20/05/2013 01:48 EDT | Actualisé 19/07/2013 05:12 EDT
Courtoisie

Jeune, dès que j'ai eu assez d'argent pour m'abonner à un journal, c'est au Devoir que je l'ai fait.

Bien que plus mince que ses concurrents, la qualité des analyses et des lettres d'opinion inspiraient le militant politique précoce que j'étais. Les débats autour de la question nationale y trouvaient un large écho.

Évidemment, le fait qu'il était le quotidien le plus favorable à l'idée de l'indépendance du Québec y était pour quelque chose.

C'est donc avec une grande tristesse que je vois Le Devoir glisser dans la non-pertinence. En période d'éclipse de la question nationale, cette déliquescence est surtout visible sur les enjeux internationaux.

La pensée unique

Une espèce de pensée unique vaguement anti-américaine et, disons-le, clairement anti-Israël se remarque dans les pages du Devoir.

La dernière manifestation de ceci se trouve dans la section Livres de l'édition du samedi 18 mai.

Sous prétexte d'une chronique de livre sur la dernière publication des militants d'extrême gauche Noam Chomsky et Ilan Pappé Palestine, l'État de siège, le collaborateur du Devoir Michel Lapierre y va d'omissions et d'affirmations délirantes l'une après l'autre (article payant).

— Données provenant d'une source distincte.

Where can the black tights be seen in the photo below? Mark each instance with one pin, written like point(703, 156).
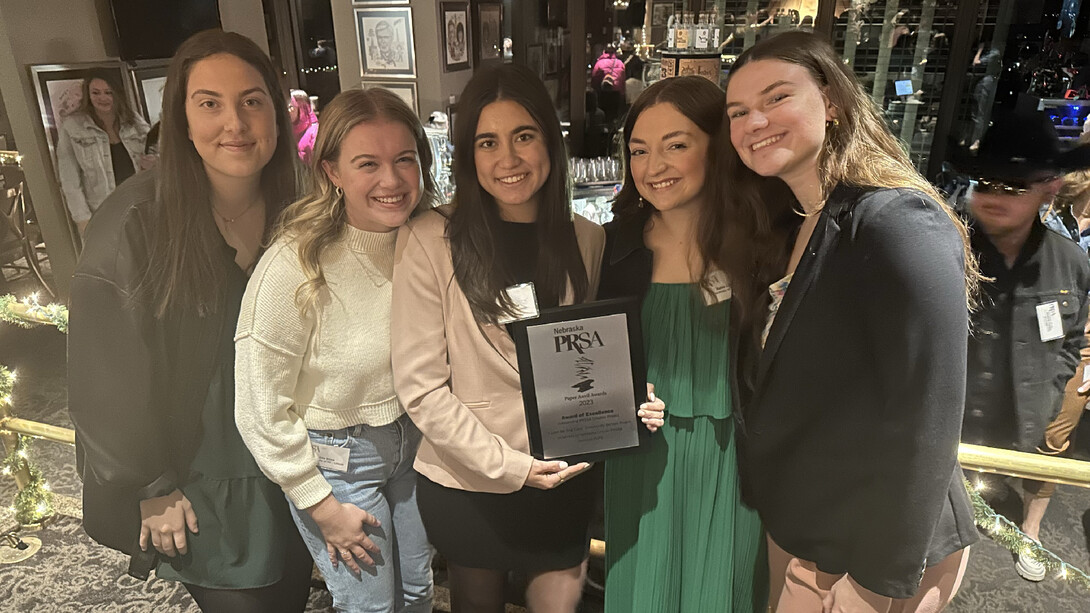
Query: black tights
point(475, 590)
point(287, 596)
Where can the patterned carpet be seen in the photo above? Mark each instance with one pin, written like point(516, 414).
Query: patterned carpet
point(72, 573)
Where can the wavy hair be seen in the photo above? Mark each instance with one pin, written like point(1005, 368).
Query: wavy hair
point(121, 106)
point(701, 101)
point(859, 151)
point(474, 221)
point(185, 267)
point(318, 218)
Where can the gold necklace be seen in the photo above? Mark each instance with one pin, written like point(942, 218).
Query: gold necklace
point(237, 217)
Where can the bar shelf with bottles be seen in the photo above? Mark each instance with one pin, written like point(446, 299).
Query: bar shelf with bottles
point(692, 46)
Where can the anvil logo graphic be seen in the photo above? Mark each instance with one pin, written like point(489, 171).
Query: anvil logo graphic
point(584, 385)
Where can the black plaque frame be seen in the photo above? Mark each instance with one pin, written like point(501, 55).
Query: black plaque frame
point(628, 307)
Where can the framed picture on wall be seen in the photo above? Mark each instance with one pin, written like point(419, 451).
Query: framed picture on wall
point(535, 59)
point(147, 80)
point(455, 24)
point(59, 88)
point(386, 43)
point(404, 91)
point(661, 13)
point(491, 27)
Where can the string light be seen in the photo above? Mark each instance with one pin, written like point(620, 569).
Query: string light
point(1008, 536)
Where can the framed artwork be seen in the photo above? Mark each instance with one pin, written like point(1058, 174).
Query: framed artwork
point(59, 88)
point(535, 59)
point(147, 80)
point(491, 38)
point(386, 43)
point(404, 91)
point(455, 23)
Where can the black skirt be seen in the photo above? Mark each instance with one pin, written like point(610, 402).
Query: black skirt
point(530, 530)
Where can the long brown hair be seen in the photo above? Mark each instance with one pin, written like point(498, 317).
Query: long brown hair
point(185, 268)
point(701, 101)
point(859, 151)
point(318, 218)
point(122, 109)
point(475, 220)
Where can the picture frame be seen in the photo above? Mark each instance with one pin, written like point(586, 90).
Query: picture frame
point(406, 91)
point(385, 40)
point(59, 89)
point(456, 28)
point(147, 79)
point(535, 59)
point(661, 13)
point(489, 31)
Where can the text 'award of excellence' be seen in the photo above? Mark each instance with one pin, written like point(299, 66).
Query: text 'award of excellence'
point(583, 379)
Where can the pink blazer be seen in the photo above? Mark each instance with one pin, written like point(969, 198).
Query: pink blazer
point(458, 379)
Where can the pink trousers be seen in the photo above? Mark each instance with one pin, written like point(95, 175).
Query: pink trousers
point(797, 586)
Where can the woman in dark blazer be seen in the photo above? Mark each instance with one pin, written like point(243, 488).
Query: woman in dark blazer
point(851, 284)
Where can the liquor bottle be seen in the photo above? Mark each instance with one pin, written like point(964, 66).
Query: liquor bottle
point(683, 37)
point(671, 32)
point(702, 38)
point(716, 28)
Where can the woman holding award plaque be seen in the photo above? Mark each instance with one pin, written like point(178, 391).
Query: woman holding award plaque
point(459, 275)
point(678, 537)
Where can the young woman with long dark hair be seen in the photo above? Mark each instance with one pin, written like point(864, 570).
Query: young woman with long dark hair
point(851, 287)
point(155, 299)
point(488, 506)
point(678, 537)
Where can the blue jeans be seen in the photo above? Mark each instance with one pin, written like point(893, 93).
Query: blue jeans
point(379, 480)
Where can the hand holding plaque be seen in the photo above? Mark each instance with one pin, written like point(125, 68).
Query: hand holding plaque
point(583, 377)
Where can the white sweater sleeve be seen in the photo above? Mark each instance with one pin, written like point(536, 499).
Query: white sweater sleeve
point(269, 347)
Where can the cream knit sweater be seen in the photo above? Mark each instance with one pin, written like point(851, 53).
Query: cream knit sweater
point(328, 370)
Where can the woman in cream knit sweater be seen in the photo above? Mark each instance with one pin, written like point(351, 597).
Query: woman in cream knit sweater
point(314, 393)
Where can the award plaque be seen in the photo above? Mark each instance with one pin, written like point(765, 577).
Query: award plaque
point(583, 379)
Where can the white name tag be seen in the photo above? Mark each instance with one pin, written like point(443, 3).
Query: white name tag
point(331, 458)
point(718, 288)
point(1049, 321)
point(524, 299)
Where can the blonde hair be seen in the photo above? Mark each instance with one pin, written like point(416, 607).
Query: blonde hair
point(317, 219)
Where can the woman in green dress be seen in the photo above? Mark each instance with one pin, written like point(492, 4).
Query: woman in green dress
point(678, 537)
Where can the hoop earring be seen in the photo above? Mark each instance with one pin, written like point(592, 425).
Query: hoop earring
point(335, 208)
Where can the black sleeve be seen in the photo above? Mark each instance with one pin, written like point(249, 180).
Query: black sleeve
point(911, 291)
point(114, 400)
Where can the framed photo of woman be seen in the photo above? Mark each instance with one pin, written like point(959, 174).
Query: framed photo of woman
point(59, 88)
point(491, 27)
point(386, 41)
point(455, 20)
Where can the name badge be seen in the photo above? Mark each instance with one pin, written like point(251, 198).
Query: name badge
point(1049, 321)
point(524, 300)
point(718, 288)
point(331, 458)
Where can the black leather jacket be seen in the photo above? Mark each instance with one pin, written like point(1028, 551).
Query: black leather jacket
point(136, 383)
point(1050, 268)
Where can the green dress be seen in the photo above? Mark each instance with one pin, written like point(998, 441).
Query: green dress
point(244, 528)
point(678, 537)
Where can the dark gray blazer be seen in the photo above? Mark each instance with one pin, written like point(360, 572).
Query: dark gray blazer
point(850, 425)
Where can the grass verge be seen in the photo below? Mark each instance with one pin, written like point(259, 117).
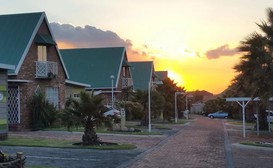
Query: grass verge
point(56, 143)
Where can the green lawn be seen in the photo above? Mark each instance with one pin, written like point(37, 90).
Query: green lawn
point(55, 143)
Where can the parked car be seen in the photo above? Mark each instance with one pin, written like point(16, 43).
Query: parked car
point(218, 114)
point(111, 112)
point(269, 114)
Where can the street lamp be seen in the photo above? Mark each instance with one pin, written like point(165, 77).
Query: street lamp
point(175, 104)
point(112, 78)
point(149, 101)
point(186, 112)
point(187, 100)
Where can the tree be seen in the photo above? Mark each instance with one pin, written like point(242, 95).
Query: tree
point(88, 113)
point(256, 66)
point(167, 90)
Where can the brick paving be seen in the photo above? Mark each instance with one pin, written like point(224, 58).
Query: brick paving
point(199, 144)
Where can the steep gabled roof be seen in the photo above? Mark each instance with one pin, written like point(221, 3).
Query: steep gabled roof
point(94, 66)
point(162, 75)
point(17, 32)
point(142, 73)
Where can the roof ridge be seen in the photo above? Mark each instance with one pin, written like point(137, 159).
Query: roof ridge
point(90, 48)
point(12, 14)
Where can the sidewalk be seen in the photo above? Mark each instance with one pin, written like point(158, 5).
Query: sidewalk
point(199, 144)
point(204, 143)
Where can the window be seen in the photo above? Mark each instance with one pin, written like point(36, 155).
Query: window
point(52, 95)
point(76, 95)
point(42, 53)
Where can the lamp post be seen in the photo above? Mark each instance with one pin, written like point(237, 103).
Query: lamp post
point(175, 104)
point(149, 102)
point(112, 79)
point(187, 100)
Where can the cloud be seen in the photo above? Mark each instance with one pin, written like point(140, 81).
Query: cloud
point(69, 36)
point(221, 51)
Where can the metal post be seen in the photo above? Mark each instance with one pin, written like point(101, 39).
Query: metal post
point(112, 77)
point(186, 102)
point(175, 107)
point(149, 99)
point(244, 122)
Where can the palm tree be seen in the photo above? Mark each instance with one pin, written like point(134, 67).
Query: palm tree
point(88, 113)
point(167, 90)
point(256, 66)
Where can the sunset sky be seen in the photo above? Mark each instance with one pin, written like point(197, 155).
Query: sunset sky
point(194, 40)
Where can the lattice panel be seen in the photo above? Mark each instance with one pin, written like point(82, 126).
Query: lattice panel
point(13, 105)
point(126, 82)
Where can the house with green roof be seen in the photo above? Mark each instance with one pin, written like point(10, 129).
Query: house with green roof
point(27, 42)
point(106, 70)
point(162, 75)
point(142, 74)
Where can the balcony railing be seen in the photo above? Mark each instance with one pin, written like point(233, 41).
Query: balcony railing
point(46, 69)
point(127, 82)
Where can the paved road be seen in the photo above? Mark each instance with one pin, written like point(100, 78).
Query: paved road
point(200, 144)
point(204, 143)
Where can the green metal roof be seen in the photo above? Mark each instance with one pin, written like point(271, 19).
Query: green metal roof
point(141, 74)
point(16, 31)
point(94, 66)
point(44, 39)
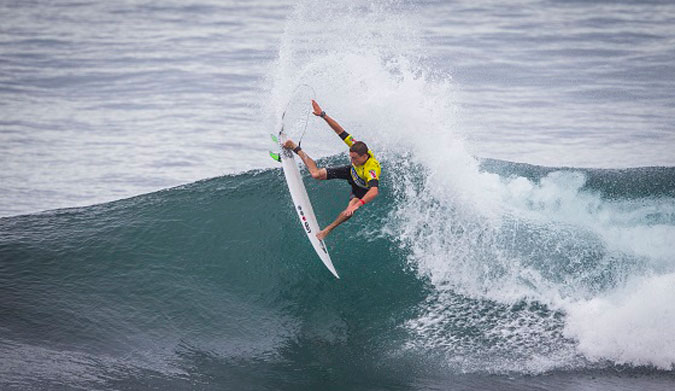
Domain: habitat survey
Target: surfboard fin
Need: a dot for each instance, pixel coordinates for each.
(275, 156)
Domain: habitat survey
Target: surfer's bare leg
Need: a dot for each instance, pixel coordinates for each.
(317, 173)
(342, 217)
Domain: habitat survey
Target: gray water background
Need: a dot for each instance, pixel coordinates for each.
(105, 100)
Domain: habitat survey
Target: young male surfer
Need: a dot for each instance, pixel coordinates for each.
(363, 174)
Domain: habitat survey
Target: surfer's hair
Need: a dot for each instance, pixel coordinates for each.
(359, 147)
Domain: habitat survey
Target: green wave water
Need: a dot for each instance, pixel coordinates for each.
(213, 285)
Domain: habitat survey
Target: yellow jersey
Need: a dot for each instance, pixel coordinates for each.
(368, 174)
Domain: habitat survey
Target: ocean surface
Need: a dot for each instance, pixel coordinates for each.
(522, 240)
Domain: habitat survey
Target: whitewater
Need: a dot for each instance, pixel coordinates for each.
(466, 272)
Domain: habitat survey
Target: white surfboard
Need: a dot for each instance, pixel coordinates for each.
(302, 205)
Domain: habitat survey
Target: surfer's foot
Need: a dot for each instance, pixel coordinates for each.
(321, 235)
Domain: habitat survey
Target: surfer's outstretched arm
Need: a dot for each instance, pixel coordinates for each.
(317, 173)
(330, 121)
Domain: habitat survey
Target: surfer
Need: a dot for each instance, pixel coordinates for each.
(363, 174)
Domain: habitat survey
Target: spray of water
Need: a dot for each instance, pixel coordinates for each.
(527, 275)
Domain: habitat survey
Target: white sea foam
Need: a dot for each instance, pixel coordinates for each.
(602, 269)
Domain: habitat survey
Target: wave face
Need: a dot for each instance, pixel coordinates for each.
(214, 283)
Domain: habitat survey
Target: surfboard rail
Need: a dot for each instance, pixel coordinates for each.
(302, 205)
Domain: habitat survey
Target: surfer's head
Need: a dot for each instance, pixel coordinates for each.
(358, 152)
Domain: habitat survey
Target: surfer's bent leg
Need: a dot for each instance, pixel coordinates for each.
(317, 173)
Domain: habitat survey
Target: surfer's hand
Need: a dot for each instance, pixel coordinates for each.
(289, 144)
(317, 108)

Il mentionne, sans l'expliquer, le Tribunal (sic) Russell sur la Palestine, espèce de patente de propagande n'ayant que pour but de délégitimiser l'État d'Israël. Un tribunal est d'habitude un outil neutre, où la justice et l'équité ont la première place. Le tribunal Russell est tout sauf cela. Lapierre aurait dû le remarquer.

Il continue en mentionnant les « attaques de Tel-Aviv contre la bande de Gaza » en oubliant de mentionner que, depuis le départ volontaire et unilatéral des Israéliens de Gaza en 2005, non seulement ne s'y trouve plus aucun Israélien (soldat ou civil), mais des milliers de missiles sont tombés en territoire israélien (les cibles étant toutes des cibles civiles) et que le Hamas, au pouvoir à Gaza depuis une guerre civile, ne cesse d'islamiser le territoire, avec tout ce que cela entraîne pour les droits des femmes, des minorités et des libertés personnelles.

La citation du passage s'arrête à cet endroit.